This Amendment No. 3 on Schedule TO
amends and supplements the Tender Offer Statement on Schedule TO filed with the Securities
and Exchange Commission (the SEC) on November 25, 2008 (the Schedule
TO), as amended by Amendment No. 1 to the Tender Offer Statement on Schedule TO
filed with the SEC on December 9, 2008 and Amendment No. 2 to the Tender Offer Statement
on Schedule TO filed with the SEC on December 18, 2008, relating to an offer by RADVISION
Ltd. (the Company) to eligible optionholders to exchange (the Exchange
Offer) options to purchase an aggregate of 1,741,275 ordinary shares, par value NIS
0.1 per share, of the Company (the Ordinary Shares), granted under its Year
2000 Employee Stock Option Plan (the 2000 Plan), having an exercise price of
$7.50 or more per share (the Eligible Options), for replacement options
(New Options) granted under and subject to the 2000 Plan, upon the terms and
subject to the conditions described in the document entitled Offer to Exchange
Outstanding Share Options, dated November 25, 2008, as attached to the Schedule TO
and the related documents filed as exhibits thereto.
ITEM 4. |
TERMS OF THE TRANSACTION |
Item 4 of the Schedule TO is hereby
amended and supplemented to add the following paragraph:
The Exchange Offer, including all
withdrawal rights, expired at 5:00 p.m., Eastern Daylight Time, on December 24, 2008. A
total of 238 eligible optionholders participated in the Exchange Offer. Pursuant
to the Exchange Offer, the Company has accepted for exchange Eligible Options to purchase
an aggregate of 1,276,950 Ordinary Shares granted under the 2000 Plan. The
Company granted, under the 2000 Plan, New Options to purchase an aggregate of
1,276,950 Ordinary Shares on December 24, 2008 in exchange for the Eligible
Options tendered and accepted pursuant to the Exchange Offer.
SIGNATURE
After due
inquiry and to the best of my knowledge and belief, I certify that the information set
forth in this Amendment No. 3 to Schedule TO is true, complete and correct.
|
|
RADVISION LTD.
By: /s/ Boaz Raviv
Boaz Raviv Chief Executive Officer |
Date: December 29, 2008
EXHIBIT INDEX
Exhibit Number |
|
Description |
(a)(1)** |
|
Offer
to Exchange Outstanding Share Options, dated November 25, 2008, including Summary Term
Sheet, as amended. |
(a)(2)* |
|
Form
of e-mail to be sent to eligible employees upon commencement of the Offer to Exchange
from Boaz Raviv, Chief Executive Officer of RADVISION Ltd. |
(a)(3)* |
|
Form
of e-mail to be sent to eligible employees upon commencement of the Offer to Exchange
from Human Resources Department of RADVISION Ltd. |
(a)(4)* |
|
Form
of Letter to Eligible Option Holders. |
(a)(5)** |
|
Form
of Election Form, as amended. |
(a)(6)* |
|
Form
of Notice of Withdrawal. |
(a)(7)* |
|
Form
of Grant Detail Report. |
(a)(8)** |
|
Form
of e-mail to be sent to eligible employees with amended Offer to Exchange and Election Form. |
(a)(9)** |
|
Forms
of reminder e-mails to be sent to eligible employees. |
(a)(10) |
|
Annual
Report on Form 20-F for the fiscal year ended December 31, 2007 filed with
the Securities and Exchange Commission on June 24, 2008 (File No.
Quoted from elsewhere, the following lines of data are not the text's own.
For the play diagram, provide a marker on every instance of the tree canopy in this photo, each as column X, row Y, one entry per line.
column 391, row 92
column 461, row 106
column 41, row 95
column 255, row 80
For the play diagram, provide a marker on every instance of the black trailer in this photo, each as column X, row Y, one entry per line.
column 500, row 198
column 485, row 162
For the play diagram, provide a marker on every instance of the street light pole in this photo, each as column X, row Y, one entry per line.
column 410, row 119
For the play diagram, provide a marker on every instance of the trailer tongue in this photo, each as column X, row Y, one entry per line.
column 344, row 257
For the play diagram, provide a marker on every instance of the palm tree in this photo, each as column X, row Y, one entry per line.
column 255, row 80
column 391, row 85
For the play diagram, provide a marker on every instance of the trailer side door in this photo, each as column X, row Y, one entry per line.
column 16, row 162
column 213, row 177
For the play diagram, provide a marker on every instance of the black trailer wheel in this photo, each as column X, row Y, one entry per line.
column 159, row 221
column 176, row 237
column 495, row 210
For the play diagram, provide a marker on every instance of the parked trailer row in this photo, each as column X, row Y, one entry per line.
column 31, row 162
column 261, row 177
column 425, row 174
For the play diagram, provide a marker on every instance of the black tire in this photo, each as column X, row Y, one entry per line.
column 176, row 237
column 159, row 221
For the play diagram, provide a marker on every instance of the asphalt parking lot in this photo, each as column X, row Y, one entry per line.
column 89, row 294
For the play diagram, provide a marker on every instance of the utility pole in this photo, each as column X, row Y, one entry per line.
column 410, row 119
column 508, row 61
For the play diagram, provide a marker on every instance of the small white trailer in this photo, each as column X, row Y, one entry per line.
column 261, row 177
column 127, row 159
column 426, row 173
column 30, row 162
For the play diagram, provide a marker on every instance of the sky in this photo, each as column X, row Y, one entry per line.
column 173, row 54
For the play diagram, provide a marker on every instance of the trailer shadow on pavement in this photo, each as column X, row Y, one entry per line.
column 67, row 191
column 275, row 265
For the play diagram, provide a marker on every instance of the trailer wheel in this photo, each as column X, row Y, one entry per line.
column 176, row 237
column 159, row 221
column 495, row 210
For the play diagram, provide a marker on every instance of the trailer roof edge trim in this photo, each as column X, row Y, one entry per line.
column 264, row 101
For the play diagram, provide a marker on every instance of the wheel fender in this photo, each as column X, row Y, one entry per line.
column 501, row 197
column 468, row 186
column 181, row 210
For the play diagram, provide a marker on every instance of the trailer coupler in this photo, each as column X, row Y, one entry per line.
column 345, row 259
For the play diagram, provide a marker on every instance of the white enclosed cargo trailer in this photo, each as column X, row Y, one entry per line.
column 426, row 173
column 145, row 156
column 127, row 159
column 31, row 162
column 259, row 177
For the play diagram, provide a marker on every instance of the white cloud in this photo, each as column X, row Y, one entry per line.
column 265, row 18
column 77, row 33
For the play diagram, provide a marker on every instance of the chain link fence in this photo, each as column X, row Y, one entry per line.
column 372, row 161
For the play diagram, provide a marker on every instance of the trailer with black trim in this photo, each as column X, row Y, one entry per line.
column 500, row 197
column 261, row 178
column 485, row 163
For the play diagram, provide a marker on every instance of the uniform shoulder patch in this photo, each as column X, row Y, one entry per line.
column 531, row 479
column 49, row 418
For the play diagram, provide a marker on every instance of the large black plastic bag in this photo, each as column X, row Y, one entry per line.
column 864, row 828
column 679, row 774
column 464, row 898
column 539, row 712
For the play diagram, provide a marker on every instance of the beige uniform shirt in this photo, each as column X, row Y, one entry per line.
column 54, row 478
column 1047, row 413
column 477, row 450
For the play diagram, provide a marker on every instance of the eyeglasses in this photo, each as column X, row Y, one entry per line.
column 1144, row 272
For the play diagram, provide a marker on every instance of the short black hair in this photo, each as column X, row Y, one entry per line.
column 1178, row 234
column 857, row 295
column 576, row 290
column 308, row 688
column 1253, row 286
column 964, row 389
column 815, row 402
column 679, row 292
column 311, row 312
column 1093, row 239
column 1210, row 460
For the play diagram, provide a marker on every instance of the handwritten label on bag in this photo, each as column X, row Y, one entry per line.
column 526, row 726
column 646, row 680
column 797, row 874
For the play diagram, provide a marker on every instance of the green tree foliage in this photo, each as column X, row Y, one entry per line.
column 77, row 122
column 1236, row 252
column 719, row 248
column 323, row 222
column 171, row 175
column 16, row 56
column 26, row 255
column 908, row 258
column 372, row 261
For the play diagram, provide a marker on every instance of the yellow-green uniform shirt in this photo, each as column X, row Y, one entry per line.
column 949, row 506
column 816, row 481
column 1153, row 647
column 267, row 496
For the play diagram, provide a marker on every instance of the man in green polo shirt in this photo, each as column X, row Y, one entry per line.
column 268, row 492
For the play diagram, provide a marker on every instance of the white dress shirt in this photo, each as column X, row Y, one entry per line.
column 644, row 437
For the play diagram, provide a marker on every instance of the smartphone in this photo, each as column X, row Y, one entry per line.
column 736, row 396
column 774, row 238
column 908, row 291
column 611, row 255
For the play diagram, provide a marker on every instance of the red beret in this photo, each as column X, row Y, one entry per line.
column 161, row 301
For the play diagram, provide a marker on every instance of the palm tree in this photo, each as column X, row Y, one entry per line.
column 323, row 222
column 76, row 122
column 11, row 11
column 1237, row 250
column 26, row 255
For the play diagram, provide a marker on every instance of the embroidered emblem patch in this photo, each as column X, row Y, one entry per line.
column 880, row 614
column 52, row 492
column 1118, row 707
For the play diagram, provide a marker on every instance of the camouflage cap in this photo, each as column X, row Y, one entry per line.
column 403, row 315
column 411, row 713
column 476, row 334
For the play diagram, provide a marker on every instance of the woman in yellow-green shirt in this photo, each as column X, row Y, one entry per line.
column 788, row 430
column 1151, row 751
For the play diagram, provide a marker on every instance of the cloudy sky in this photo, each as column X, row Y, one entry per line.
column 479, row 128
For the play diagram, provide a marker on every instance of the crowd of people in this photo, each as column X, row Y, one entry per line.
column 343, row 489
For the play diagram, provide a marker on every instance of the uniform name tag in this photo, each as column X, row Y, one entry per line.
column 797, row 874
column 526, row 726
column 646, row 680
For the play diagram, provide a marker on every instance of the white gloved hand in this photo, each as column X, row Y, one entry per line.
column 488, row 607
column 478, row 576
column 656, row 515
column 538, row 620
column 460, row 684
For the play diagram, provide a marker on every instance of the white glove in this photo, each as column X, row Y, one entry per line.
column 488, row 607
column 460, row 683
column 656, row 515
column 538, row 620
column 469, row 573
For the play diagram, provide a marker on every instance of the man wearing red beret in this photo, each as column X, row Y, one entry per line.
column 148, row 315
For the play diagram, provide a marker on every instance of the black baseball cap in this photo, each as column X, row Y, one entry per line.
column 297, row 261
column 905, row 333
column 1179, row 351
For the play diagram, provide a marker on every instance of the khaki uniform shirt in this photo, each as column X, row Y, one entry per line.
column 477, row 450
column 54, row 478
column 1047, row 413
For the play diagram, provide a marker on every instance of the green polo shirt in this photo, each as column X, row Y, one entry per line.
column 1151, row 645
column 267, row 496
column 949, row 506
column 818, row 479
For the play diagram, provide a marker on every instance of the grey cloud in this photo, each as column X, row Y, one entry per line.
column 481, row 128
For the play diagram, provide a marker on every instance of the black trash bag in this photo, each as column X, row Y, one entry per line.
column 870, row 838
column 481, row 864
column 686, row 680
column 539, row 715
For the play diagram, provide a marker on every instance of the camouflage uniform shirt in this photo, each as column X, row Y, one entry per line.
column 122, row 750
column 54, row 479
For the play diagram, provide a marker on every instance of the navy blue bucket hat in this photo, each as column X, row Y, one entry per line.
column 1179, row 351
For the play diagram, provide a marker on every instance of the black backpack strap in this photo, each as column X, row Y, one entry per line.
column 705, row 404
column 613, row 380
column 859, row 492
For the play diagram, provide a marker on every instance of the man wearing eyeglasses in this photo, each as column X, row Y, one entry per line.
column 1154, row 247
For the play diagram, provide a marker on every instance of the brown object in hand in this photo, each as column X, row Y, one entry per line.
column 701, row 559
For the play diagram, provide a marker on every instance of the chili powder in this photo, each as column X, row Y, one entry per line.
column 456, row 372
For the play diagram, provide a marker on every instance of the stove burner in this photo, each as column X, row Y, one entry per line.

000-29871), is incorporated herein by reference. |
(a)(11) |
|
Report
of Foreign Private Issuer on Form 6-K filed with the Securities and
Exchange Commission on October 30, 2008, is incorporated herein by
reference |
(d)(1) |
|
Year
2000 Employee Stock Option Plan, as amended, is incorporated herein by
reference to the Annual Report on Form 10-K for the year ended December
31, 2001, filed with the Securities and Exchange Commission on March 19,
2002 (File No. 000-29871). |
(d)(2)* |
|
Form
of Stock Option Agreement under the RADVISION Ltd. Stock Option Plan. |
|
* Previously filed with the Schedule TO filed with the Securities and Exchange Commission
on November 25, 2008, and incorporated herein by reference.
|
** Previously filed with Amendment No. 1 to Schedule TO filed with the Securities and Exchange Commission on December 9,
2008, and incorporated herein by reference.